Gradient nonlinearity correction for Siemens: Best practices for HCP pipelines vs fMRIPrep

Summary of what happened:

We’re preparing preprocessing for a dataset (Siemens 3T) and want to clarify how to handle gradient nonlinearity correction across HCP Pipelines and fMRIPrep before implementation.

Setup

  • Siemens 3T (non-Connectom) scanner
  • Outputs both T1w (gradient-corrected) and T1w_ND (uncorrected) images
  • Have access to coeff.grad file

Questions

  1. HCP Pipelines
  • When using T1w_ND + coeff.grad, how much improvement should we expect on a standard 3T system compared to using the pre-corrected T1w with GradientDistortionCoeffs=“NONE”?

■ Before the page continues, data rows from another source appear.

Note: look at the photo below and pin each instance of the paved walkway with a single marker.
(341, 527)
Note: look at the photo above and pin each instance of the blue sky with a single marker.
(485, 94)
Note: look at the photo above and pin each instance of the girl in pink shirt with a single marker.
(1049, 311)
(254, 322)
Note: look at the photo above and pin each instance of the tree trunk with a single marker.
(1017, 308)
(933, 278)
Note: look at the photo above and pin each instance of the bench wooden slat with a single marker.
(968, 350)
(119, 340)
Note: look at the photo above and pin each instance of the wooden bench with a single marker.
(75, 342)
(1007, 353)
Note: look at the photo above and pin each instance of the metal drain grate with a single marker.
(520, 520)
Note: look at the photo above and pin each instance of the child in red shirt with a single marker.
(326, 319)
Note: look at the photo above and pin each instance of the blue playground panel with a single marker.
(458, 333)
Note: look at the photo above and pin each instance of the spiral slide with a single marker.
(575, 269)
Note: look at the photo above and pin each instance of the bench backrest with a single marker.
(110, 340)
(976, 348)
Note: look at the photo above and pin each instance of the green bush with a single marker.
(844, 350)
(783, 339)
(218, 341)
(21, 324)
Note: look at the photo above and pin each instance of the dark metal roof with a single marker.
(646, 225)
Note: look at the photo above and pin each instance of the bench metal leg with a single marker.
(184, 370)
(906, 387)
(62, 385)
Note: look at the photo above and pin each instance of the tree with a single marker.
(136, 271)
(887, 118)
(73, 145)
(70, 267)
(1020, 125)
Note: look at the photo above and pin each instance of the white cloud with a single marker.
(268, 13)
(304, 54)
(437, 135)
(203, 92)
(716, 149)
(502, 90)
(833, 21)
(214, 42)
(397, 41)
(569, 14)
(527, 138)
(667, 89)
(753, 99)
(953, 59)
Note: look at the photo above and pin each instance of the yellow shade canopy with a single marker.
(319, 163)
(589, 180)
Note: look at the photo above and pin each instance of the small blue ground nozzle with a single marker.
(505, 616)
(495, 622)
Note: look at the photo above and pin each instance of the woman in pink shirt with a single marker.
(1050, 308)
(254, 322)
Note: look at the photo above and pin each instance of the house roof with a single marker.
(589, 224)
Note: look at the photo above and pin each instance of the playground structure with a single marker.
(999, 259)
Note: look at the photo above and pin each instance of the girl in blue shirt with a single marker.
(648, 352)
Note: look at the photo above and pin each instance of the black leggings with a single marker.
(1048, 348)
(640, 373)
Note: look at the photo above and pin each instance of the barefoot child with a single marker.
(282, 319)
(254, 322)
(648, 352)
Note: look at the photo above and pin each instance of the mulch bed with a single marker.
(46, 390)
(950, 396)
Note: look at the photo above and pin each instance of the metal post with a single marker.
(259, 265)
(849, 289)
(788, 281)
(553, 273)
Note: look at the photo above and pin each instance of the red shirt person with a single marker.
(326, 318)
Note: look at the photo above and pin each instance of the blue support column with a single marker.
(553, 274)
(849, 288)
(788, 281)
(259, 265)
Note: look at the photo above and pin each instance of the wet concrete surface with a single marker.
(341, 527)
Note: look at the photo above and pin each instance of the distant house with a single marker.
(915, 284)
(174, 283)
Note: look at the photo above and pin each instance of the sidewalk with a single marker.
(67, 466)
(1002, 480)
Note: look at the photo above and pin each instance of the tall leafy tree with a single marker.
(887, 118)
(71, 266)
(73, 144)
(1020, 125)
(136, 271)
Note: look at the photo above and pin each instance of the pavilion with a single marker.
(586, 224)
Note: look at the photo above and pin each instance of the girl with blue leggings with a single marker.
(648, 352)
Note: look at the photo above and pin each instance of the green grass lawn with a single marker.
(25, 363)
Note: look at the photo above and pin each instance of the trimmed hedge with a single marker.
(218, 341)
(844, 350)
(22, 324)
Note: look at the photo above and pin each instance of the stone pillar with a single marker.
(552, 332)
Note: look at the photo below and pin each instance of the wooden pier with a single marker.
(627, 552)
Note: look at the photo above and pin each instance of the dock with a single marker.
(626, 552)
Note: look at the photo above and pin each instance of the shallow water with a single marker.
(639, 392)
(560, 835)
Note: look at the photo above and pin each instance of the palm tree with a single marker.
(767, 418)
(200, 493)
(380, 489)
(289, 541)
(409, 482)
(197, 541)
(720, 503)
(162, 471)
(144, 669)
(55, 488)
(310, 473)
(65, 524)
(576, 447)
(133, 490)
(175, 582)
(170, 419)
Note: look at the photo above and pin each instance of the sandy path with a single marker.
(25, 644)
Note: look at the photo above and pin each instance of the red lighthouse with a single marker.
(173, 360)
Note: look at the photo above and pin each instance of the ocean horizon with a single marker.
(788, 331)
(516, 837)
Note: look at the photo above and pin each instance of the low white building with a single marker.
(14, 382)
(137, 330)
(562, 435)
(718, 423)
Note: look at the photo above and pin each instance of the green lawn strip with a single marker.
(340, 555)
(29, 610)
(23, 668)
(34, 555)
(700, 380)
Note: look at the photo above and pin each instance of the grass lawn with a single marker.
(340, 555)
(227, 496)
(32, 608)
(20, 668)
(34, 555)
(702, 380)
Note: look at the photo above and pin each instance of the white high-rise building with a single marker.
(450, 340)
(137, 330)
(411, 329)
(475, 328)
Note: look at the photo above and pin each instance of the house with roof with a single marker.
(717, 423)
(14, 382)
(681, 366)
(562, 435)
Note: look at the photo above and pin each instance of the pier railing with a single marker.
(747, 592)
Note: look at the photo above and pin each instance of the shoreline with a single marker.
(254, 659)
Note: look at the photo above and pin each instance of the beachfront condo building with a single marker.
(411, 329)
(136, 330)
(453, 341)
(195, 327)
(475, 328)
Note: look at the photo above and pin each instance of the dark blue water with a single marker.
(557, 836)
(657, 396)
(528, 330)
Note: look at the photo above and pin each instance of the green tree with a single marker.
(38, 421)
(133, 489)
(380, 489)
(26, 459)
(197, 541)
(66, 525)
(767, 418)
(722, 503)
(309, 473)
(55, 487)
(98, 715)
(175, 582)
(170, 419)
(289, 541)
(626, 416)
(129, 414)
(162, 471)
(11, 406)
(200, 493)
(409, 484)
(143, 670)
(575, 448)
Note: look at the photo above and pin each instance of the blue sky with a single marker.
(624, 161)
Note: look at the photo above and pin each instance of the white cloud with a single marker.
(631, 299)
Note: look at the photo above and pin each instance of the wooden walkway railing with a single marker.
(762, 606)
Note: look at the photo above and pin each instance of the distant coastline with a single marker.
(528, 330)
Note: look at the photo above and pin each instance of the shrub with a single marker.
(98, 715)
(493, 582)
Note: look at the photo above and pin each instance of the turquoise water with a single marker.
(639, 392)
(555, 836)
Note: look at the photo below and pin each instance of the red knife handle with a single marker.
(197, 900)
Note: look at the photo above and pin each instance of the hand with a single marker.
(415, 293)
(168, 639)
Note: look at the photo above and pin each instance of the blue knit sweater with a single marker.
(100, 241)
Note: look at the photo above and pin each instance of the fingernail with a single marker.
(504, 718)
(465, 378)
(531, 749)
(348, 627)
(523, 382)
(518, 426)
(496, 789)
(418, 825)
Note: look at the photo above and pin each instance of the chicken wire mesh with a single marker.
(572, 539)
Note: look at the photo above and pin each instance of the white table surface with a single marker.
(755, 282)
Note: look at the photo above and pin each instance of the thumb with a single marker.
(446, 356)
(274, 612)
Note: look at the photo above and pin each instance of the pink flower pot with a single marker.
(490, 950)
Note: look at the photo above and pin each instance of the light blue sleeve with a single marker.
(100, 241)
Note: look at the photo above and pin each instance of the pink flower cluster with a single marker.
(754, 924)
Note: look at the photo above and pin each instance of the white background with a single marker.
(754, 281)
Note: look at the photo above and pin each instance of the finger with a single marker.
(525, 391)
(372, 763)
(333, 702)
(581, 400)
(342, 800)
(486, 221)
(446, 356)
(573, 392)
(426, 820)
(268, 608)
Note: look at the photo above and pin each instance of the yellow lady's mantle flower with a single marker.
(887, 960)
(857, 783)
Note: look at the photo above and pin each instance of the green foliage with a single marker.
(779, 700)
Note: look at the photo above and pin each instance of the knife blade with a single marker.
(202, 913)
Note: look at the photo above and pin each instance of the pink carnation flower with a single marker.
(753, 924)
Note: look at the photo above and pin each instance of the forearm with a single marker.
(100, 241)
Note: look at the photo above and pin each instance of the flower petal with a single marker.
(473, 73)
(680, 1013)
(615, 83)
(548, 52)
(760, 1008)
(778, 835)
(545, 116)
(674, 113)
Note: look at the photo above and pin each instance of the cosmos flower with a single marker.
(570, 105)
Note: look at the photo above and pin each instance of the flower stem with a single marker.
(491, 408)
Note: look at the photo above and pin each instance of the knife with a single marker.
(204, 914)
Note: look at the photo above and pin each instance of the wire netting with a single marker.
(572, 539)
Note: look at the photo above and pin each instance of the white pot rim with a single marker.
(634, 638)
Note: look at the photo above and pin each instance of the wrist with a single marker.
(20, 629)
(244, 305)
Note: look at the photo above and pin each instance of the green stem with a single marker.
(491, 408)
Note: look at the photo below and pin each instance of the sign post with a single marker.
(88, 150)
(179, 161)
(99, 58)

  • Does the pipeline also apply gradient correction to functional, diffusion, and field map data when a coeff.grad file is provided? How do I know if our scanner corrects for those files (if needed) by default?

  1. fMRIPrep
  • Does fMRIPrep support or use gradient coefficient files?
  • If only T1w is corrected, could this cause any issues with uncorrected functional data?
  • Are field maps affected by gradient distortion, and if so, does fMRIPrep account for this?

Currently fMRIPrep does not perform gradient nonlinearity correction. There are open efforts to handle this, but they are not comprehensive. For example, nobody has started working on fieldmaps, if they require it. I would assume they do, but I’ve been wrong before.

If you would like to process gradient unwarped data, you need to unwarp it prior to passing it to fMRIPrep, as of version 25.2 (and earlier).

I can’t say when (or if) that will change, but it would be a good practice to ensure that NonlinearGradientCorrection is accurately set in all input files. If we support correction, it will be important to be able to identify from metadata which files it should or should not be applied to. We will also set that field in output files to indicate that the file has been corrected.